“The ChatGPT moment for physical AI is here,” Jensen Huang, CEO of NVIDIA, declared at CES 2026, “when machines begin to understand, reason and act in the real world.”
It’s a bold claim. Huang has made similar predictions before - at CES 2025, he said the moment was “just around the corner.” But this time, the evidence is harder to dismiss. At Airtree, we’ve been tracking robotics for years, waiting for the right moment. Is this it?
Chinese startup Unitree is now shipping a humanoid robot for $5,900. Robots at Physical Intelligence have made coffee for 13 hours straight without human intervention. Google DeepMind released models that can control any robot form factor: arms, humanoids, or mobile platforms, from a single neural network. Morgan Stanley projects a $5 trillion annual market by 2050. Over $10 billion flowed into robotics in 2025 alone.

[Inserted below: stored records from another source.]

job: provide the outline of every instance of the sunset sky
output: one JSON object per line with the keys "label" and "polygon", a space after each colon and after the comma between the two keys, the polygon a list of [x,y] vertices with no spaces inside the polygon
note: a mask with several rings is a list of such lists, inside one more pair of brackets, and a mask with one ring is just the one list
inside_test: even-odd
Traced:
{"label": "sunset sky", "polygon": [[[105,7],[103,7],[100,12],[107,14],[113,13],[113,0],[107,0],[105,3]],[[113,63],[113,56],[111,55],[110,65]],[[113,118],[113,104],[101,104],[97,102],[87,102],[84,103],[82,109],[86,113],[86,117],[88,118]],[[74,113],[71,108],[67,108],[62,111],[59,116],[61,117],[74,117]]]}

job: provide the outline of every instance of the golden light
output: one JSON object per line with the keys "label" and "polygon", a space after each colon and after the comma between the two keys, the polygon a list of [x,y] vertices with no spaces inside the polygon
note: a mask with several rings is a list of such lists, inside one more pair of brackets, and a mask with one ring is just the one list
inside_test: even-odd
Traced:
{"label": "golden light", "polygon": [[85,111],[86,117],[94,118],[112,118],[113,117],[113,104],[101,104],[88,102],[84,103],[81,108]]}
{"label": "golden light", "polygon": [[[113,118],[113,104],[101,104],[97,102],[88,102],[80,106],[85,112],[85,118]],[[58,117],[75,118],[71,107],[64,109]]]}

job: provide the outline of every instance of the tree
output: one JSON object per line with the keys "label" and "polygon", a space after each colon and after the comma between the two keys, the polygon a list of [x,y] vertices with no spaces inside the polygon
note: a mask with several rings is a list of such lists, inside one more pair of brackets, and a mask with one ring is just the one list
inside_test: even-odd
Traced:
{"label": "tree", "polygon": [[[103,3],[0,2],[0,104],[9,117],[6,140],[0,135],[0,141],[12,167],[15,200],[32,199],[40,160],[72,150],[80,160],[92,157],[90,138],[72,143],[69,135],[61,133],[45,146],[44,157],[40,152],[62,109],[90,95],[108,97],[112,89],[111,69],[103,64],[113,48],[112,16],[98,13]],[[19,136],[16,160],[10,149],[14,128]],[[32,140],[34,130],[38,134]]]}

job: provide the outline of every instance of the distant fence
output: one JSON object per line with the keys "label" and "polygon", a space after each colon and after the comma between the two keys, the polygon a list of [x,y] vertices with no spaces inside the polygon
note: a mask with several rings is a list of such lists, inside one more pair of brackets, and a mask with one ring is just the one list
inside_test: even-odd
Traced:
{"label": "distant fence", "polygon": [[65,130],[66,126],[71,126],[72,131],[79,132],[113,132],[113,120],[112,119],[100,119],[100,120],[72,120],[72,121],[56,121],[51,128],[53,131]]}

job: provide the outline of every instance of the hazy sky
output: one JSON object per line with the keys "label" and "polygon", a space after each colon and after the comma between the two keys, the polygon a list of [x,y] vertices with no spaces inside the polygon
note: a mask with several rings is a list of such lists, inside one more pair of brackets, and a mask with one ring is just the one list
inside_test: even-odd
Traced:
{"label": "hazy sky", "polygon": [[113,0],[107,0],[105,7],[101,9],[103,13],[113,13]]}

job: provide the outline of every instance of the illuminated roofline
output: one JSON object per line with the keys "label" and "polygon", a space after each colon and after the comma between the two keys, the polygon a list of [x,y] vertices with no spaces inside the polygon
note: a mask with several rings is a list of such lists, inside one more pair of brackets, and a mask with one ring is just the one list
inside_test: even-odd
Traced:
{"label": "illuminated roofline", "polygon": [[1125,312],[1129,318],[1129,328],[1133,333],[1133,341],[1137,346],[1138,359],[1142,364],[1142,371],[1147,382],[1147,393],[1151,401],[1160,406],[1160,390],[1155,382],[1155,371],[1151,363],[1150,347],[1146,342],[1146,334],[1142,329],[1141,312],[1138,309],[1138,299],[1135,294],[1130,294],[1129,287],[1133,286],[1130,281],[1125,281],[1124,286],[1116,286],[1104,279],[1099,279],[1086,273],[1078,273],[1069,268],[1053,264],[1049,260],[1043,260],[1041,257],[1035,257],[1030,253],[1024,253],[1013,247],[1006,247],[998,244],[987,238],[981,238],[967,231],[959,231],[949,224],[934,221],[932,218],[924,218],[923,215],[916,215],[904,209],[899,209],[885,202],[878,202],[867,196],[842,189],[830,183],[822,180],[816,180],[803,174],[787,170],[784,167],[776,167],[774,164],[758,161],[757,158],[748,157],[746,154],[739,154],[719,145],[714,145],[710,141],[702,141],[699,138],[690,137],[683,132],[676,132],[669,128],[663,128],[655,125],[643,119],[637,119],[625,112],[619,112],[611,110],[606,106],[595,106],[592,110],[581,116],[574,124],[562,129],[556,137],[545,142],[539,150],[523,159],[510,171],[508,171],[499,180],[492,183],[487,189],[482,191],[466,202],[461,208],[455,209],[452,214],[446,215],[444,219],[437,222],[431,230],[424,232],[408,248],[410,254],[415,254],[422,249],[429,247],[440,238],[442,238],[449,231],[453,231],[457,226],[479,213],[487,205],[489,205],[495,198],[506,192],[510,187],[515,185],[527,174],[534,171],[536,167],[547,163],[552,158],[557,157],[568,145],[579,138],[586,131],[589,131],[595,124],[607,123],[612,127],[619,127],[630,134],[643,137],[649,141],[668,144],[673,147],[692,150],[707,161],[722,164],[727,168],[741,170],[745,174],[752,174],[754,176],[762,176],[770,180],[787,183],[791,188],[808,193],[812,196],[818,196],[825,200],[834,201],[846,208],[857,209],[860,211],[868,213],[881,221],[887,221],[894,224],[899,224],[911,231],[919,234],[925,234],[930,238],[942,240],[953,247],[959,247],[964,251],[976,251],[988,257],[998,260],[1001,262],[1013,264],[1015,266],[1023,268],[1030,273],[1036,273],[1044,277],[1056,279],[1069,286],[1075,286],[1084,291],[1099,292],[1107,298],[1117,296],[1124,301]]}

Something is clearly happening. But are these news stories indications of a breakthrough that finally transforms a research field into commercial momentum that reshapes the economy?
The short answer is yes and no. The AI foundations are falling into place faster than anyone expected. But robots need bodies, bodies need factories, and factories need supply chains, which are increasingly concentrated in a single country. Now felt like the right moment to dive back into the industry and form a thesis on what we believe is likely, when, and where the startup winners will emerge.
The most significant development in robotics over the past two years has been the emergence of Vision-Language-Action (VLA) models. These represent a fundamental shift in how robots learn, and early evidence suggests they may follow similar scaling laws to those that made large language models so powerful.

To appreciate why this matters, consider how robotics evolved. For decades, the field operated on a premise that seemed sensible: break the problem into manageable pieces. Engineers built separate systems for perception, planning, and control. Each component would be optimised independently, then connected through carefully designed interfaces. A perception system using convolutional neural networks would identify objects and estimate their positions, outputting structured data like “there’s a cup at coordinates (0.3, 0.15, 0.2).” A separate planning system, often classical algorithms with no machine learning at all, would compute collision-free paths. A control layer would convert those paths into motor commands.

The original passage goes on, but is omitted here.